İlk Derece Mahkemesi Kararı:
6. Denizli Asliye Ticaret Mahkemesinin 16.03.2016 tarihli ve 2015/814 E., 2016/243 K. sayılı kararı ile; dava ve takip konusu senedin davacı ...'nin davalı ... ile aralarında süregelen ticari ilişkiden kaynaklanan borçlarının teminatı amacıyla diğer davacı ...'nin kefaleti ile düzenlenerek davalıya verildiği, teminat senedine konu borçların davacılar tarafından ödendiği gerekçesiyle, davanın kabulüne; davaya konu Denizli 3. İcra Müdürlüğünün 2015/4524 E sayılı dosyasının dayanağını teşkil eden 450.000TL bedelli senetten dolayı davacıların davalıya borçlu olmadığının tespitine; davacılar tarafından dava konusu senet bedelinin ödenmesine rağmen davalı tarafından kötü niyetli olarak takibe konulduğu gerekçesiyle, icra takibine konu 450.000TL bedelli senedin %20’si olan 90.000TL kötü niyet tazminatının davalıdan tahsiline karar verilmiştir.
Özel Daire Bozma Kararı:
7. Denizli Asliye Ticaret Mahkemesinin yukarıda belirtilen kararına karşı süresi içinde davalı vekili temyiz isteminde bulunmuştur.

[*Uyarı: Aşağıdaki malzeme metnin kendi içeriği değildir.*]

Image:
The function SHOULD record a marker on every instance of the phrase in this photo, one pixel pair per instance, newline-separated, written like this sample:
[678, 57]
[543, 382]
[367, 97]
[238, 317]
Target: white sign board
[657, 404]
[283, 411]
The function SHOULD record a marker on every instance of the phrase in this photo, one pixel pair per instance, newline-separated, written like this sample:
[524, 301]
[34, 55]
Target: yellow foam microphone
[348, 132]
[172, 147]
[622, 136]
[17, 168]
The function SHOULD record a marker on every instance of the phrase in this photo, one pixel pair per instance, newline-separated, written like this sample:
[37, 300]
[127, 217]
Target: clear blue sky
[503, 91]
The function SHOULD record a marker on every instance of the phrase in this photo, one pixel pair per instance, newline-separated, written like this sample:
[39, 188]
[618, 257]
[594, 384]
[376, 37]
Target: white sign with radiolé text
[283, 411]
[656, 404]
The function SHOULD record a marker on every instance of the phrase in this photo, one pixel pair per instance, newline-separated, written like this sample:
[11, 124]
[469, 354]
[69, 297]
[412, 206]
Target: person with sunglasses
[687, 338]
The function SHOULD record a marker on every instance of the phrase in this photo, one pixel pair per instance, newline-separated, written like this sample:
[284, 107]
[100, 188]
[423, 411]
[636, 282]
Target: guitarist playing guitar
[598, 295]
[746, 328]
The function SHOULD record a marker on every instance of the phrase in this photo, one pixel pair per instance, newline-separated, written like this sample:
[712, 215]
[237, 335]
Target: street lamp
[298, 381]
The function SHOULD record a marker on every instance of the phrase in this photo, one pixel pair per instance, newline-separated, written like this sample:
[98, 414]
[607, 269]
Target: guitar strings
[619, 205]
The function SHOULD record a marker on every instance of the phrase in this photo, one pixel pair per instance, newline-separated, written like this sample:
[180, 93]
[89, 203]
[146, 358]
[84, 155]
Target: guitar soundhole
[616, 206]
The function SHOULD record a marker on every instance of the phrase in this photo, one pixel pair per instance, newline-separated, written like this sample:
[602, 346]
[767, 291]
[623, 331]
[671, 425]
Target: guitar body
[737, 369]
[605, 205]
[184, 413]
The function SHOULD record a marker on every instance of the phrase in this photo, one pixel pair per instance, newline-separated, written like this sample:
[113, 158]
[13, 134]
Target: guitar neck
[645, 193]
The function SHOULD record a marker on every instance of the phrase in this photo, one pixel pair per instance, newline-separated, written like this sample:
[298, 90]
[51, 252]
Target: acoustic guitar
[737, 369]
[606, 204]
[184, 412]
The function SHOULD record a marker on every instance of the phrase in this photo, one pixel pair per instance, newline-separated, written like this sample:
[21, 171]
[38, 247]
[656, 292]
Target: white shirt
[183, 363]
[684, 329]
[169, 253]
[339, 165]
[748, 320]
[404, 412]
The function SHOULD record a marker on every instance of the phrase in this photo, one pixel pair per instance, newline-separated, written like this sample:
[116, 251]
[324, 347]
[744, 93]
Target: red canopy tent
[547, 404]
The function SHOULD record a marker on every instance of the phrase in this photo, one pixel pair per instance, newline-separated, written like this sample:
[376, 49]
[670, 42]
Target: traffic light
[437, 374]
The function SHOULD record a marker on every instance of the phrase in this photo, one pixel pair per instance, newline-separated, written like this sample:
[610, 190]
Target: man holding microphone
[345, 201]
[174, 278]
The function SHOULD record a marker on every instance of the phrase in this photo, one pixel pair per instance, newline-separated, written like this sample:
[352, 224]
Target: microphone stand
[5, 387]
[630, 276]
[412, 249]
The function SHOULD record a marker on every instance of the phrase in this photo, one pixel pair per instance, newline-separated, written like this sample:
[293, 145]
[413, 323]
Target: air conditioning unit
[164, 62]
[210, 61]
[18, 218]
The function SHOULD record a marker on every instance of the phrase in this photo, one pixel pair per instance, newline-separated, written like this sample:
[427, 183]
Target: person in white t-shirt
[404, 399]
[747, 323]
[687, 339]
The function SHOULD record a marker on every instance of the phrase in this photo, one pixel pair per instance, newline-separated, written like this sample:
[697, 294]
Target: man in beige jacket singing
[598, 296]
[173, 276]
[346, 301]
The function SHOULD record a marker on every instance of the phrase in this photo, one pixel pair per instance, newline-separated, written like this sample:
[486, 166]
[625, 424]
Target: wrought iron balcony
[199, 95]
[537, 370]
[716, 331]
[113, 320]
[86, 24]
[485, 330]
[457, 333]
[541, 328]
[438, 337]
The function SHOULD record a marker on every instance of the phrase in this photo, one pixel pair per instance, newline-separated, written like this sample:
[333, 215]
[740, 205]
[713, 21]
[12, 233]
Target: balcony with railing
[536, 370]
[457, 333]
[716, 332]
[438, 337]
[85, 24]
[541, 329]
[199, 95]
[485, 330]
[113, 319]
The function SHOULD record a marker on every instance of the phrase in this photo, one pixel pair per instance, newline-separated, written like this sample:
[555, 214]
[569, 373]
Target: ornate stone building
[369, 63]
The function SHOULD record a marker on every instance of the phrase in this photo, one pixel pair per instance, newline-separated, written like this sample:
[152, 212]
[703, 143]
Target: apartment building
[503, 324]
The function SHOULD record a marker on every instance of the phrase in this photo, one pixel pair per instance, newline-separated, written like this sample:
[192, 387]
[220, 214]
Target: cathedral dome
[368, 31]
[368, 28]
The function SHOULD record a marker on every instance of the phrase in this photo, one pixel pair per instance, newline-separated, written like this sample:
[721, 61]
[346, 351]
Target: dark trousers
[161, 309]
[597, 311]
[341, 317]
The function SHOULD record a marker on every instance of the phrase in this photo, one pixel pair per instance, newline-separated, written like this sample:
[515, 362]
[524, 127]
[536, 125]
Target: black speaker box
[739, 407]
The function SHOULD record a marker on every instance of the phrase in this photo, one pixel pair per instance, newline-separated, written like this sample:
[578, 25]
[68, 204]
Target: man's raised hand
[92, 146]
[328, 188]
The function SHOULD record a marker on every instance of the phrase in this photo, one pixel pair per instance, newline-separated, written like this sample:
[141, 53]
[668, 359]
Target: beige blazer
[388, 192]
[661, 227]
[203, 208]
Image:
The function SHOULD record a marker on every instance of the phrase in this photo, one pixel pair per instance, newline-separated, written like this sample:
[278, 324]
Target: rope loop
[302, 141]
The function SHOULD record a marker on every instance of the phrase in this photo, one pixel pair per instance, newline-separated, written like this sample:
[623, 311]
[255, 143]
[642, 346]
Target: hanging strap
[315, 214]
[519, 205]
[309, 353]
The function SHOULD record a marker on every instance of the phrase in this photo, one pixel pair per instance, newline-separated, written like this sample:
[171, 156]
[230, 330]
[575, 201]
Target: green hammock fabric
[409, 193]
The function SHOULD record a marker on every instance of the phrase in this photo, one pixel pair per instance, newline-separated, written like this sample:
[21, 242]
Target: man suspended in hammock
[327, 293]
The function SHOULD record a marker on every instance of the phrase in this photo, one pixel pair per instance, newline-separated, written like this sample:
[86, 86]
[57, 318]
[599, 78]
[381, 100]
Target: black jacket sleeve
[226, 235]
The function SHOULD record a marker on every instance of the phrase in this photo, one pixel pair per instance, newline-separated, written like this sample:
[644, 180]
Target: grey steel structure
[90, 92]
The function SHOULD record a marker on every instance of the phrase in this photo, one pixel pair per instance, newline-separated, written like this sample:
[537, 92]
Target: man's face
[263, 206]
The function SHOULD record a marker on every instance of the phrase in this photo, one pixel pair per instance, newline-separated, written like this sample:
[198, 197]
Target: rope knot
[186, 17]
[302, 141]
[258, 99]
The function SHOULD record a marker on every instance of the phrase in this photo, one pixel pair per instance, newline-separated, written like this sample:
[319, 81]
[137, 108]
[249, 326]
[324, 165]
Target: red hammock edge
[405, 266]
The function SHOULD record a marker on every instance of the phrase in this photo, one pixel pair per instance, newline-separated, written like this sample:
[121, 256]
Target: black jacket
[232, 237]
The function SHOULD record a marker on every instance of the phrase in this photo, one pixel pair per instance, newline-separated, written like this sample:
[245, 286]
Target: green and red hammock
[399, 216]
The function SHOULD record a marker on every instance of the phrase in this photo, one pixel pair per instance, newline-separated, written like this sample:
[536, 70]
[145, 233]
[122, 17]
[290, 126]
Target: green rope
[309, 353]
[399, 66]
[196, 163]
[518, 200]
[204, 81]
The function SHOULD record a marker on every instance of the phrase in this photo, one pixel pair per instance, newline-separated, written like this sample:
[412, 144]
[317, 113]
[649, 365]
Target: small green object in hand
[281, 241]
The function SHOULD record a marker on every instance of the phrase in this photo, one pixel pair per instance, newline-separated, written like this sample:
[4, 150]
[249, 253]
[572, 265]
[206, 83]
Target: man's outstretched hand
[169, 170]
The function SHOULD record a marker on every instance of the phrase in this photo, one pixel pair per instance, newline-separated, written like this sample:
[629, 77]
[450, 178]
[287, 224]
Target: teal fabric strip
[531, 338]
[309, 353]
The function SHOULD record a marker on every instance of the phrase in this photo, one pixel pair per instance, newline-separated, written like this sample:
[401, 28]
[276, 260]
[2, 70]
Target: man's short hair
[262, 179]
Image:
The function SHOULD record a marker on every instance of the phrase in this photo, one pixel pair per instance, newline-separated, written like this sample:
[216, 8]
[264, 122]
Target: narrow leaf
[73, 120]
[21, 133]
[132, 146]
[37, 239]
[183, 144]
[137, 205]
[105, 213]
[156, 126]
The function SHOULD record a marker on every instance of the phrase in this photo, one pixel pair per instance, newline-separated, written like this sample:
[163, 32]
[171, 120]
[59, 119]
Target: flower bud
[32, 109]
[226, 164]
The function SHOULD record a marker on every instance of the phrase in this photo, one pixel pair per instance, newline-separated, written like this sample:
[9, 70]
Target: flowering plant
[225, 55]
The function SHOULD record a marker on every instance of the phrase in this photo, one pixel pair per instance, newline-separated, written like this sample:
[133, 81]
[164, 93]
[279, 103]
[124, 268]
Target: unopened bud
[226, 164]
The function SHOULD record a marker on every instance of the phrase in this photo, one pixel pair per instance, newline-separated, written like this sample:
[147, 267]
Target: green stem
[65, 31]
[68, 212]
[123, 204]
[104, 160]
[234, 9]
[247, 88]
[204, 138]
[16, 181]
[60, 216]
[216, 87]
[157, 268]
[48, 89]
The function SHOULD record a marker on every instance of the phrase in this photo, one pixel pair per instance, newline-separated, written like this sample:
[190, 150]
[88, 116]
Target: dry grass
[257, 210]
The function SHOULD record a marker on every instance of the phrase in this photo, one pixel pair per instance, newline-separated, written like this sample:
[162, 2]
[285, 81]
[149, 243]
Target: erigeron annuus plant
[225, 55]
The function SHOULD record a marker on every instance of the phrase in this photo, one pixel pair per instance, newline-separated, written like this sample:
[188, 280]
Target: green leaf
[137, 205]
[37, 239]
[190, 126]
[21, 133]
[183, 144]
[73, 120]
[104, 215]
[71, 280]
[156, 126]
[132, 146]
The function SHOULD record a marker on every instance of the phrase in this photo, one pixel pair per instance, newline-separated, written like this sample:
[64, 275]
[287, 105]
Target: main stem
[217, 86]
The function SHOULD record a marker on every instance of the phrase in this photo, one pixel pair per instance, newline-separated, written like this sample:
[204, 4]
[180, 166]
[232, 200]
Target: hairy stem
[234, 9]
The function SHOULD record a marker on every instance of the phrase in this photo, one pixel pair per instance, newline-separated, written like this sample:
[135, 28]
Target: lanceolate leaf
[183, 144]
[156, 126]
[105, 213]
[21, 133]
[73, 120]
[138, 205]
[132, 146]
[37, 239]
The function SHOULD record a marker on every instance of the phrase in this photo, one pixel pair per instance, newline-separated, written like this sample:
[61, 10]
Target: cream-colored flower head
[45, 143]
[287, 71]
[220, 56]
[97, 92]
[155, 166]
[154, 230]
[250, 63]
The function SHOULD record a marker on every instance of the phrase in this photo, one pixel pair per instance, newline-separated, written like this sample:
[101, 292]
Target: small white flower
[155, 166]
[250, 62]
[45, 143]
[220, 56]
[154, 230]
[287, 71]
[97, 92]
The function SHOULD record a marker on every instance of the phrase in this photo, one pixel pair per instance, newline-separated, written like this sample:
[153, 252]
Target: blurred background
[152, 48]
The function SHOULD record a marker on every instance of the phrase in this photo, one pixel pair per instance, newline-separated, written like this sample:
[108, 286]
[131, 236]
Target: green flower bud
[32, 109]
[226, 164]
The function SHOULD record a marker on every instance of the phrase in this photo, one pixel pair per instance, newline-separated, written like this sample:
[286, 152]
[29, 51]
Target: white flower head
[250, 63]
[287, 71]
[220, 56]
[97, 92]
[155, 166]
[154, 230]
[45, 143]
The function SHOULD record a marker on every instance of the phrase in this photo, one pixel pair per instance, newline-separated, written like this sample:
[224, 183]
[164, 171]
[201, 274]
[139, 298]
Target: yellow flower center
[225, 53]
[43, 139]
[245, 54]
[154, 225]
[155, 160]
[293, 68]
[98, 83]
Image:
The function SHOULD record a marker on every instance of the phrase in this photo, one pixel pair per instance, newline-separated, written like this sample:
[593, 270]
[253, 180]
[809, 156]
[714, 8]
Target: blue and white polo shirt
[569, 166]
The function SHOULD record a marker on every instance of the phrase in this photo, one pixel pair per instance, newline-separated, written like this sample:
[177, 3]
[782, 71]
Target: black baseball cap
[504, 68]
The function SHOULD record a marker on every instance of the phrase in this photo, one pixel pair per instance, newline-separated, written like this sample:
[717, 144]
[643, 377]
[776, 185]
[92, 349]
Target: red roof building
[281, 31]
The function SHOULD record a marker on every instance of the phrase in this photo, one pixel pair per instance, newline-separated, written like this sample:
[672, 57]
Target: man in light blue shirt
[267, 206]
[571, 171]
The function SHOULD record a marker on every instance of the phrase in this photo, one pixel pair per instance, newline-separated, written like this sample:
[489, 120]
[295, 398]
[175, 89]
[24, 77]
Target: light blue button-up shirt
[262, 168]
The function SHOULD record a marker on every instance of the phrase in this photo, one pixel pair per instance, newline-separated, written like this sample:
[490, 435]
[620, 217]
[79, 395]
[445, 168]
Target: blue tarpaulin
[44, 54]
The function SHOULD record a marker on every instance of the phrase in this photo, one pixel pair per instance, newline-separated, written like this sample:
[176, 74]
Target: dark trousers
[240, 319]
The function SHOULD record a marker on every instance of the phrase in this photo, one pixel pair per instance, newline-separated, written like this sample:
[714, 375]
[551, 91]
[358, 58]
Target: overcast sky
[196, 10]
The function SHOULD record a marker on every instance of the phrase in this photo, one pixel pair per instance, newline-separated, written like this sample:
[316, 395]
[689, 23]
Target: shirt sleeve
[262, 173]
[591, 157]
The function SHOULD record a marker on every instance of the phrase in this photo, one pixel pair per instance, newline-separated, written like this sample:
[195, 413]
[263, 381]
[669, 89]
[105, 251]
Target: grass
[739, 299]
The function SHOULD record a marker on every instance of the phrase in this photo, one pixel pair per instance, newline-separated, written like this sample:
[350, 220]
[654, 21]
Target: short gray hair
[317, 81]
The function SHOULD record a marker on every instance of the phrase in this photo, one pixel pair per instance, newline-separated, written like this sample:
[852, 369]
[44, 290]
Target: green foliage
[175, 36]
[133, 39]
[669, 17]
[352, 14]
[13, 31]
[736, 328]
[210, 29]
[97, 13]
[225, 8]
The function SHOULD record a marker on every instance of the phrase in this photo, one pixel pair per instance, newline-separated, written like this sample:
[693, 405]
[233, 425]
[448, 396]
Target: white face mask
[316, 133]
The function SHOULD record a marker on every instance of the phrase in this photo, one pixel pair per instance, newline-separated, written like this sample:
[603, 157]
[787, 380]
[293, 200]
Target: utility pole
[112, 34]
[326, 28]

8. Özel Dairece kararın onanmasına karar verilmiş, davalı vekilince karar düzeltme isteminde bulunulması üzerine, Yargıtay (Kapatılan) 19. Hukuk Dairesinin 20.09.2018 tarihli ve 2017/1208 E., 2018/4370 K. sayılı kararı ile;
“…Borçlunun tahsilat makbuzunda veya havale dekontunda herhangi bir sebep belirtmeden yaptığı ödemeler mevcut bir borcun ifası için sayılır. Davalının elindeki 450.000 TL'lik bononun keşide tarihi 31/06/2013 vade tarihi 31/06/2015'tir. Davacının davalıya yaptığı ödemeler bilirkişi tarafından saptanmış ve toplamının 460.245 TL olduğu anlaşıldığından mahkemece davanın kabulüne karar verilmiştir. Halbuki bilirkişi raporunda sıralı davalı ödemelerinin 30/05/2013 – 03/06/2013 – 06/06/2013- 11/06/2013-14/06/2013-17/06/2013 tarihli olanların işbu bononun keşide tarihi olan 31/06/2013 tarihinden önce olduğu anlaşılmaktadır. Bu durumda bu tarihlerde yapılan ödemelerin ödeme tarihinde henüz keşide edilmemiş olan bonoya karşılık olduğu kabul edilemez. Mahkemece yapılacak iş davacının davalıya yaptığı ödemelerin dava konusu bononun tanzim tarihi olan 31/06/2013 tarihinden sonra olanların bu bonoya ait ödeme olduğu kabul edilerek oluşacak sonuca göre karar vermekten ibarettir. Bu itibarla davalının karar düzeltme isteminin kabulü gerekmiştir,…” gerekçesiyle karar düzeltme talebinin kabulüyle, onama kararı kaldırılarak karar bozulmuştur.
Direnme Kararı:
9. Denizli Asliye Ticaret Mahkemesinin 09.01.2019 tarihli ve 2018/1389 E., 2019/16 K. sayılı kararı ile; önceki karar gerekçesi tekrar edilerek direnme kararı verilmiştir.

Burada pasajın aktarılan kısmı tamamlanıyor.